When I return home from places like India and Kathputli, I am often saddened at how much we waste.  All over the world, the issue of waste is unavoidable and Kathputli, in some ways, is no different.  They do, however, make use of things way more effectively than we do.  When I was a child we used to be quite resourceful with rubbish and try to waste as little as possible.  I had a childhood that instilled in me the need to use less and waste less but the more I travel, the more I am realising that my own upbringing was unusual.  The incredible amount of single use plastics in our environment is the by-product of our society which has become used to plastic packaging, throw-away cups, bags, utensils and wrappers.  As a child, if our nets on the boat were ever caught up in a snag, we would try to retrieve them and mend them.  I spent many hours watching my dad show my brother how to mend nets.  In contrast, many modern fishermen use nets that are so cheap, if they get caught, they are simply cut free to drift the ocean, indiscriminately killing a lot of marine wildlife.

Kathputli has waste but it only consists of stuff that can’t be used.  Secondhand timber is used to fashion ladders and steps, pieces of corrugated iron are used for building houses, bricks are used for the same, clothes are handed down, tins are used for growing plants and storing food items, the same bottle is used for fetching water every day.

Although some would look at Kathputli and see it as dysfunctional, when it comes to waste I feel they do this much better than we do.

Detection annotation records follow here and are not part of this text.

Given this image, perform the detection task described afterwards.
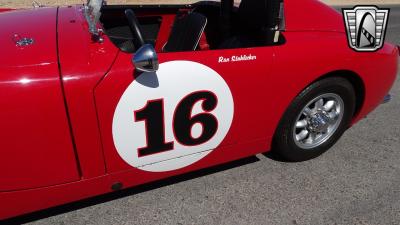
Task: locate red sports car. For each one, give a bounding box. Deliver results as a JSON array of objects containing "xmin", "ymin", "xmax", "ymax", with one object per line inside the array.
[{"xmin": 0, "ymin": 0, "xmax": 399, "ymax": 220}]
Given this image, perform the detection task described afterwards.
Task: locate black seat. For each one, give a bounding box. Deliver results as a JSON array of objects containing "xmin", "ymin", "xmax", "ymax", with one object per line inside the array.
[
  {"xmin": 219, "ymin": 0, "xmax": 280, "ymax": 49},
  {"xmin": 163, "ymin": 12, "xmax": 207, "ymax": 52}
]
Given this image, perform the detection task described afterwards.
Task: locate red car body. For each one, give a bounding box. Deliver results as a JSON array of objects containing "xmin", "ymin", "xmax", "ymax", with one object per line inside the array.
[{"xmin": 0, "ymin": 0, "xmax": 399, "ymax": 219}]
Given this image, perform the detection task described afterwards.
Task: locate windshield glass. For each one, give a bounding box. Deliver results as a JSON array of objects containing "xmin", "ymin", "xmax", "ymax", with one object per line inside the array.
[{"xmin": 85, "ymin": 0, "xmax": 103, "ymax": 35}]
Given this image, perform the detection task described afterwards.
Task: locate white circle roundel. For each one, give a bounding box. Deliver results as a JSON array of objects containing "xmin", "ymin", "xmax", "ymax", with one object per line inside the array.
[{"xmin": 112, "ymin": 61, "xmax": 234, "ymax": 172}]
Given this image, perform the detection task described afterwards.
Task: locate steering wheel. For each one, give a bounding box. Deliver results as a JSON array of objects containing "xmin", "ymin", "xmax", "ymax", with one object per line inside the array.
[{"xmin": 125, "ymin": 9, "xmax": 144, "ymax": 49}]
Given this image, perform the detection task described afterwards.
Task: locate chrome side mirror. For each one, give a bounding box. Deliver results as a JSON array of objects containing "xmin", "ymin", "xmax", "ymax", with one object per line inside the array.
[{"xmin": 132, "ymin": 44, "xmax": 159, "ymax": 73}]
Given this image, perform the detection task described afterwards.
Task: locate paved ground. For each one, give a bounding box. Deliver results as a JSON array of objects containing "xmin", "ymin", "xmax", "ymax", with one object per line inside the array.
[{"xmin": 3, "ymin": 4, "xmax": 400, "ymax": 225}]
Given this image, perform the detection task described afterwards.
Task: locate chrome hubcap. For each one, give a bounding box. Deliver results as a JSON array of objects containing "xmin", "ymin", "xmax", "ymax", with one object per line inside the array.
[{"xmin": 293, "ymin": 93, "xmax": 344, "ymax": 149}]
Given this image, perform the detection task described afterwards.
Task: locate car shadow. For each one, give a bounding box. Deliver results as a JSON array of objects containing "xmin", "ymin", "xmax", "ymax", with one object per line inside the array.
[{"xmin": 0, "ymin": 156, "xmax": 260, "ymax": 224}]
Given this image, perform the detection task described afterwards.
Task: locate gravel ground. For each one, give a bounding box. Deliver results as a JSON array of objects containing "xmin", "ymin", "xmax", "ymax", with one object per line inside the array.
[{"xmin": 0, "ymin": 0, "xmax": 400, "ymax": 8}]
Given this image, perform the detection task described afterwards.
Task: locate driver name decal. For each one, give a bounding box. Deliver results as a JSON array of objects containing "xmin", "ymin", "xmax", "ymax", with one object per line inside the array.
[{"xmin": 218, "ymin": 54, "xmax": 257, "ymax": 63}]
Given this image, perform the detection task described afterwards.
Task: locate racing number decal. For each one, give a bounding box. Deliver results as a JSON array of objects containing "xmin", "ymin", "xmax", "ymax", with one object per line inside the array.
[
  {"xmin": 135, "ymin": 99, "xmax": 174, "ymax": 157},
  {"xmin": 135, "ymin": 91, "xmax": 218, "ymax": 157},
  {"xmin": 112, "ymin": 61, "xmax": 234, "ymax": 172}
]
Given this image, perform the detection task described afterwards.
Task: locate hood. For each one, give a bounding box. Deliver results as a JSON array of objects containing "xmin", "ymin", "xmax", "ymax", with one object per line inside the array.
[
  {"xmin": 284, "ymin": 0, "xmax": 345, "ymax": 33},
  {"xmin": 0, "ymin": 8, "xmax": 57, "ymax": 68}
]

Kathputli Surprises #5 – It Supports An Entire Industry

While many of Kathputli’s residents live in poverty, the community itself supports almost an entire industry of performers that are often hired out to work in events all across Delhi.

Kathputli’s resident artists have been entertaining weddings, openings, parties and all manner of social events since the colony was established over sixty years ago.  We were lucky enough to watch many of these performers during our two visits and they are extremely talented.  I was really left wondering what may become of some of them if, somehow, Kathputli was ever destroyed.

Why Kathputli Should Be Preserved

Kathputli lies approximately 30 minutes drive from one of Delhi’s wealthiest areas, the city’s prestigious Diplomatic Enclave.   The land it sits on is owned by a government body, the Delhi Development Agency, which has earmarked it for demolition.  Currently new accommodation is being created for the residents in Kathputli to voluntarily move to yet few have done so.  Although the destruction of this incredible place has been curtailed for now, I fear that it will only be a few years before that act becomes a reality.

The destruction of a slum like Kathputli perplexes me.  Why would anyone want to destroy an integral part of the social fabric of a large city, especially one that is so charismatic, cohesive and inoffensive?  I understand the incentive of big developers wanting to make lots of money, at any cost but why Kathputli?  In the middle of the night, if I can’t sleep, I often think of communities like Kathputli and what its residents may do if they are forced to move.

My hope is that Kathputli will continue to exist either in its current form or in some altered way that will allow the resident families there to build upon their existing relationships and continue to foster their community’s strengths.